Aku tertunduk malu, namun ada
juga yang tak sudi dikatakan seperti itu.
“Maaf Pak!
kami tak memberi respon bukan berarti kami menerima pemikiran yang Bapak paparkan.”,
Sahut Lukman membela diri.
Pak Manzhur menyipitkan mata ke
arahnya, tajam tapi tetap tenang.
“Lantas apa?”
“Di saat
kalian sudah membisu terhadap keilmuan. Hanya ada tiga kemungkinan. Pertama . Kalian melacur. Kedua. Kalian onani dalam intelektualitas.

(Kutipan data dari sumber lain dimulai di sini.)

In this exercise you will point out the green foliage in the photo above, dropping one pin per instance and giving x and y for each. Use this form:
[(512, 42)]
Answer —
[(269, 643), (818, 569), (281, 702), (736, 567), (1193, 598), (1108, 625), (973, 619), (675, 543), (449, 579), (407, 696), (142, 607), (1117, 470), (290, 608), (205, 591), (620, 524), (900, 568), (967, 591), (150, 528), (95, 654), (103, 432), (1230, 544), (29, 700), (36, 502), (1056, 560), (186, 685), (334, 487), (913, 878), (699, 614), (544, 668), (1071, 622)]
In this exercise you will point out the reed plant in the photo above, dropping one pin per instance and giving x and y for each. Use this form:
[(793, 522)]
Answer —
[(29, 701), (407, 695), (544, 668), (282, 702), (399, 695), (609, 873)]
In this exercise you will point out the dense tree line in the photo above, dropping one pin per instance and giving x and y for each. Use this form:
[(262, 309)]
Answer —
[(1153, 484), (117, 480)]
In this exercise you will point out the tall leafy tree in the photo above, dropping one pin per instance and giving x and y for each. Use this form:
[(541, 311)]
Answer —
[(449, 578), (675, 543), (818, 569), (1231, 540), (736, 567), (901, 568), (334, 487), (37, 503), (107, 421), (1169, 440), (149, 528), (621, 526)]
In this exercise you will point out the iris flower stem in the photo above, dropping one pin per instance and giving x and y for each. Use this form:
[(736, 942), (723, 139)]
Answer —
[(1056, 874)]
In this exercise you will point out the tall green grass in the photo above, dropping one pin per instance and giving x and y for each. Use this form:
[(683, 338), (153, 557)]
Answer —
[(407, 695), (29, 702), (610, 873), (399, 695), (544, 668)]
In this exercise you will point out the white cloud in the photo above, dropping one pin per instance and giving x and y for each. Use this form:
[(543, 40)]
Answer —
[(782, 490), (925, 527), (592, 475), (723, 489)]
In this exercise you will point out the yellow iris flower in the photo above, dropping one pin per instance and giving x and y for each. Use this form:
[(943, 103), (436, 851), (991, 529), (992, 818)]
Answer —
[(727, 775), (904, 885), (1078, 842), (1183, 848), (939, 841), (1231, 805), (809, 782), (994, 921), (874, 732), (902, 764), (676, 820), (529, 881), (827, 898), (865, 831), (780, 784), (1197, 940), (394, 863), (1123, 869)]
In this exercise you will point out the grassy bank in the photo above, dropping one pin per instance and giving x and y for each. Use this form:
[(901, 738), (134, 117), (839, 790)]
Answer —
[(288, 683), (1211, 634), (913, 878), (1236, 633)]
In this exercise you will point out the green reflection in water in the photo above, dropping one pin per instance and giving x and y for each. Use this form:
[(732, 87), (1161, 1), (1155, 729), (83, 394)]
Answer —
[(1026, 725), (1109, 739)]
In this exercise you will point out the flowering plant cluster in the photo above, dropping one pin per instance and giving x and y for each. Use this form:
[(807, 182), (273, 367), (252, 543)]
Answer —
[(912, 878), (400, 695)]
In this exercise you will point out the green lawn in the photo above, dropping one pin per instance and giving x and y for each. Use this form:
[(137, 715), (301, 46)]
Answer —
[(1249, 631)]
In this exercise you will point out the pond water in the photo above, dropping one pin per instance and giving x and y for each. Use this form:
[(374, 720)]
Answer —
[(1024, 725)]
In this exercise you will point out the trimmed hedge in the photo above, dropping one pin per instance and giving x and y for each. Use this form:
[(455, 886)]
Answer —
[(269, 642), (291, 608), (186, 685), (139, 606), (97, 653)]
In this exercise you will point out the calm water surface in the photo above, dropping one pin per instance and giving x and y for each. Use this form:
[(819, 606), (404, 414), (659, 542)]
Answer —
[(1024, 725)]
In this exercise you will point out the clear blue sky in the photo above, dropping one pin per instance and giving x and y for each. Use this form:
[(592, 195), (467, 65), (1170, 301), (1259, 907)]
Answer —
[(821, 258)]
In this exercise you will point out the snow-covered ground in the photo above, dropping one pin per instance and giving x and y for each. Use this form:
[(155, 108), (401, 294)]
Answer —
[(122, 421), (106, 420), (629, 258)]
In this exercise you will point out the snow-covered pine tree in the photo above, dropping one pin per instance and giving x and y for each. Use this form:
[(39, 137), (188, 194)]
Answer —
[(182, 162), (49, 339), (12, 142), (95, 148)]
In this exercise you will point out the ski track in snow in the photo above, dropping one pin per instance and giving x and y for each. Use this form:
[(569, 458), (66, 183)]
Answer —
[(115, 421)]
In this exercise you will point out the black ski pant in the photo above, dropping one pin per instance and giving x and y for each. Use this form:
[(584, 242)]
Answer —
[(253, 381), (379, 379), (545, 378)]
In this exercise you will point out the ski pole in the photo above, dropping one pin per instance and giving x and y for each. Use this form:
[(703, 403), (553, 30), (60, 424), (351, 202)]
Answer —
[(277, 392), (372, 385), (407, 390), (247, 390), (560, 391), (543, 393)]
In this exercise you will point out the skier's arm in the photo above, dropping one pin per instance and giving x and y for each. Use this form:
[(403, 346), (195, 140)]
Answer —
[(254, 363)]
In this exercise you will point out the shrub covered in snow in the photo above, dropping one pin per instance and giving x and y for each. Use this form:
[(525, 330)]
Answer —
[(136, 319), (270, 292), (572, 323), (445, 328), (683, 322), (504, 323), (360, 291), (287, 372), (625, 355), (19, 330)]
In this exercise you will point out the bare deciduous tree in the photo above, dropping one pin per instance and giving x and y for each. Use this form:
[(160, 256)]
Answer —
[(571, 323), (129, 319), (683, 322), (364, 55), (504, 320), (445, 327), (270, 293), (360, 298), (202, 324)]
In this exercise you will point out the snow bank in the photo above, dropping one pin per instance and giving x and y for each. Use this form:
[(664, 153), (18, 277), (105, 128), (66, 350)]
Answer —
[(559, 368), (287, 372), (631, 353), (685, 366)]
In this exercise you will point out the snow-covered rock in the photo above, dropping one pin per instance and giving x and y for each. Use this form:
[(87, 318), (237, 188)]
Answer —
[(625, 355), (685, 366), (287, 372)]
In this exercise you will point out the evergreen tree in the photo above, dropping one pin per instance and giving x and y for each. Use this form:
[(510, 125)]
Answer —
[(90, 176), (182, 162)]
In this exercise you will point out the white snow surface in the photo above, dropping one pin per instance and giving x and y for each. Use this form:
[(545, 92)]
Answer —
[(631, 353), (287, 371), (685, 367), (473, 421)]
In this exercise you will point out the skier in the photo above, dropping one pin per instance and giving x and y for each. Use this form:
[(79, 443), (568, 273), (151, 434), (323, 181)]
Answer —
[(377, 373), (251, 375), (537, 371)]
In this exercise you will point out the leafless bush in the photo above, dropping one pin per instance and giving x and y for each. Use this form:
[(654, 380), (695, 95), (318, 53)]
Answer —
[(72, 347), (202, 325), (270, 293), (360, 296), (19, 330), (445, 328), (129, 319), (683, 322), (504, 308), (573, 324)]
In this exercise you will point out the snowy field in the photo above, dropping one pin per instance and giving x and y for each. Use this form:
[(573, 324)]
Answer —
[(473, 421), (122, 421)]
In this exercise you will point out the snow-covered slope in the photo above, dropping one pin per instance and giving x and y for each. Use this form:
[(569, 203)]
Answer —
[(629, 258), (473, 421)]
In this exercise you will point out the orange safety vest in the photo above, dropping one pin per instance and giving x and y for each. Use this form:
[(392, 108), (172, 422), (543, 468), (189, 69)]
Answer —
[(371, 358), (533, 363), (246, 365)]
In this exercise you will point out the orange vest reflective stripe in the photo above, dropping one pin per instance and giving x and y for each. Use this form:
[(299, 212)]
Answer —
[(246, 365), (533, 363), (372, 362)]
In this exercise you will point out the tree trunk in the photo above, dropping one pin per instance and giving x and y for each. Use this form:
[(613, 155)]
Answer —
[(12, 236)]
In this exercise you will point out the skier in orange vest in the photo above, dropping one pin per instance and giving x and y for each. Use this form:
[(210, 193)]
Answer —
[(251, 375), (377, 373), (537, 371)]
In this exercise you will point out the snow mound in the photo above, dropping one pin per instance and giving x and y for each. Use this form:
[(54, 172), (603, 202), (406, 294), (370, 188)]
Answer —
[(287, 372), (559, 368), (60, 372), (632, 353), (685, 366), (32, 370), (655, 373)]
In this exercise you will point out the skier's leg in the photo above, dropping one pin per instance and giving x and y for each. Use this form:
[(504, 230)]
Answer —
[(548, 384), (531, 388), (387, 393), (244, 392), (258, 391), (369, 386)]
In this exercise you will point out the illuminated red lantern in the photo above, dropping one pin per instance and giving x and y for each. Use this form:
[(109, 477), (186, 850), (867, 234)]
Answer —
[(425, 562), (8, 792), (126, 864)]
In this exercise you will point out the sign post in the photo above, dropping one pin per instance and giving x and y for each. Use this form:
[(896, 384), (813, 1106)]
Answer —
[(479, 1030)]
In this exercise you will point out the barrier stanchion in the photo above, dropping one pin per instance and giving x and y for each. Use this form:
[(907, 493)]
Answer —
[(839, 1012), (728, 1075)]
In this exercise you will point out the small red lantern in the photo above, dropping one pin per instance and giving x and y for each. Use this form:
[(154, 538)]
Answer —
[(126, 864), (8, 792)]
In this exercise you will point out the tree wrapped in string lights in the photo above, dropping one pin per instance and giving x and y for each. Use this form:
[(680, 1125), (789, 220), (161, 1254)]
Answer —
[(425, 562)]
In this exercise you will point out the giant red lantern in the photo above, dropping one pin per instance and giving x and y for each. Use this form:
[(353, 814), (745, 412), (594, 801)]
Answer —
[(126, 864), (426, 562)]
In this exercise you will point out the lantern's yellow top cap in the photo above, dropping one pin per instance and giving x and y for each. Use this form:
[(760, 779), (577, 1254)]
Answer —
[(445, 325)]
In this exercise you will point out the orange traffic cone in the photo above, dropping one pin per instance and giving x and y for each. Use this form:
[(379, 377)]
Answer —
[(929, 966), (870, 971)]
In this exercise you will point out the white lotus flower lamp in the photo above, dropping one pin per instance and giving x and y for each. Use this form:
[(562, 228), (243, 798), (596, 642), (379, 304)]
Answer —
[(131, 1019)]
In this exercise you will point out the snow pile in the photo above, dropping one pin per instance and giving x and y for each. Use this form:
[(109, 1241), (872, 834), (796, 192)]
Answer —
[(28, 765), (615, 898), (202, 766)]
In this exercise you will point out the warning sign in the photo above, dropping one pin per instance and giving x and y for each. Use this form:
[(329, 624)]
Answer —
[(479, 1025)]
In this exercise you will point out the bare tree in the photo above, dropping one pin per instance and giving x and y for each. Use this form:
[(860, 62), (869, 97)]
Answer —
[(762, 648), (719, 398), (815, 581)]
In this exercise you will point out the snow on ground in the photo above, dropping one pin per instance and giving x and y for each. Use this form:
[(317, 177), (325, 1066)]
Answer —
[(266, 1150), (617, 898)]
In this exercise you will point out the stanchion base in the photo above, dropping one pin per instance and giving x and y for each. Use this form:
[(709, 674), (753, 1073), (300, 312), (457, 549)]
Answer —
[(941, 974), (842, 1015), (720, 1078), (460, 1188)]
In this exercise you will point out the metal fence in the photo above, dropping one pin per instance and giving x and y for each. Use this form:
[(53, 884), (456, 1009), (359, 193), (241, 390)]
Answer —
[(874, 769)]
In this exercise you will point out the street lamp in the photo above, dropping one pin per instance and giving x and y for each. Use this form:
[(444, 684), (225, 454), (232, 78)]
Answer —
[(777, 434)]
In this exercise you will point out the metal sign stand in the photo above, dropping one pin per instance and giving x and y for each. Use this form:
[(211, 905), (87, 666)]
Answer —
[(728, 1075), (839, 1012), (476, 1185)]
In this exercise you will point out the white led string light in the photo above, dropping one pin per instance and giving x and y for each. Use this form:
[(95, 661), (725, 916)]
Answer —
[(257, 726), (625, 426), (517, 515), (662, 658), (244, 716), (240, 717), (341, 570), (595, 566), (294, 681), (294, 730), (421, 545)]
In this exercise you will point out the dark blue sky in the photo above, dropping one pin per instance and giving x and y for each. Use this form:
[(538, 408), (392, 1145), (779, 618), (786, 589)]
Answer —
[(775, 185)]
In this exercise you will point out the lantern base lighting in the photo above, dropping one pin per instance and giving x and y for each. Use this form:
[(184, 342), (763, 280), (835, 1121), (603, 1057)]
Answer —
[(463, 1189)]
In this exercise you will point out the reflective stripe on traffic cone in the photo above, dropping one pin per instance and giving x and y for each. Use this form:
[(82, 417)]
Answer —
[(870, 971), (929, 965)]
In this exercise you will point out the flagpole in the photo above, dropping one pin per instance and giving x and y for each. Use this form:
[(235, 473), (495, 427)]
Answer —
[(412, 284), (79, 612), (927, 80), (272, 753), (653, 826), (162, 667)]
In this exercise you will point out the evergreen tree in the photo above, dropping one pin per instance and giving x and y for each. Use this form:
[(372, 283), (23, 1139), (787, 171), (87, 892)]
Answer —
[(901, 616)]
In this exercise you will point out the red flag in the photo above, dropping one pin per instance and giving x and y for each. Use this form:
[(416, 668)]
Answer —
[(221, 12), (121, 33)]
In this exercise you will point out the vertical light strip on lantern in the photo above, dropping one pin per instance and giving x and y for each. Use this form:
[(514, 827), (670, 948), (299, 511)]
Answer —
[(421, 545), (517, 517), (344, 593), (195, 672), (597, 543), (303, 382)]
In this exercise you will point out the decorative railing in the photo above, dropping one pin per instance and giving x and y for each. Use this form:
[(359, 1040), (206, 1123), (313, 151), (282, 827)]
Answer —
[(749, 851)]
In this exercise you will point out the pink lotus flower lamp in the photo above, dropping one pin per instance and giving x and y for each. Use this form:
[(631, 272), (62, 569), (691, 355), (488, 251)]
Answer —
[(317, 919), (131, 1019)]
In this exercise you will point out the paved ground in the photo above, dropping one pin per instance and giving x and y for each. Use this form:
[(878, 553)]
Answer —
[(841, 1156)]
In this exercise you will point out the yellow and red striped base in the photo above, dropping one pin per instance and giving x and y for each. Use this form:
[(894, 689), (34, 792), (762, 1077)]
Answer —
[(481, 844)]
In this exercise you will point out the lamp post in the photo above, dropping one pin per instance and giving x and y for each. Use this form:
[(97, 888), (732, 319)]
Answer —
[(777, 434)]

Tahu tapi pengetahuan itu dinikmati
sendiri. tak mau dishare dengan memberi gagasan. Atau ketiga, kalian sudah
impoten. Apatis, acuh, dan sudah tak terangsang terhadap fenomena yang
ada. Sehingga pisau analisis kalian sudah tumpul dan tak lagi peka merespon
segala hal. Lukman. sekarang kamu yang mana?”. Tanya Pak Manzhur dengan tegas.
“Dia tipe yang
kedua Pak”, teriak suara lain dari belakang. Tawapun meledak. Sebagian wajah
masih terlihat polos dan hanya ikut tertawa. Lukman tertunduk malu.
“Tak usah
saling menertawai. Kalian semua sudah pasti ada di ke tiga tipe tersebut”
Dalam hati
kuiyakan juga perkataan itu. Parahya aku sering melakukan ketiga-tiganya. Melacur,
entah sudah berapa kali. Ku telan habis tanpa filter semua yang orang katakan.
Di seminar, kuliah, ceramah, maupun pada tulisan-tulisan mereka.
Onani
intelektual?. Begitu banyak pengetahuan yang kunikmati sendiri. Sembunyi-sembunyi
mencium cicipi lezatnya ilmu baru. Takut disaingi orang. Dan baru berbagi jika
dipuji, dilike, serta dicomment oleh para penjilat.
Sering pula
pikiranku Impoten. Tak lagi bisa dirangsang dengan sentuhan isu-isu hangat.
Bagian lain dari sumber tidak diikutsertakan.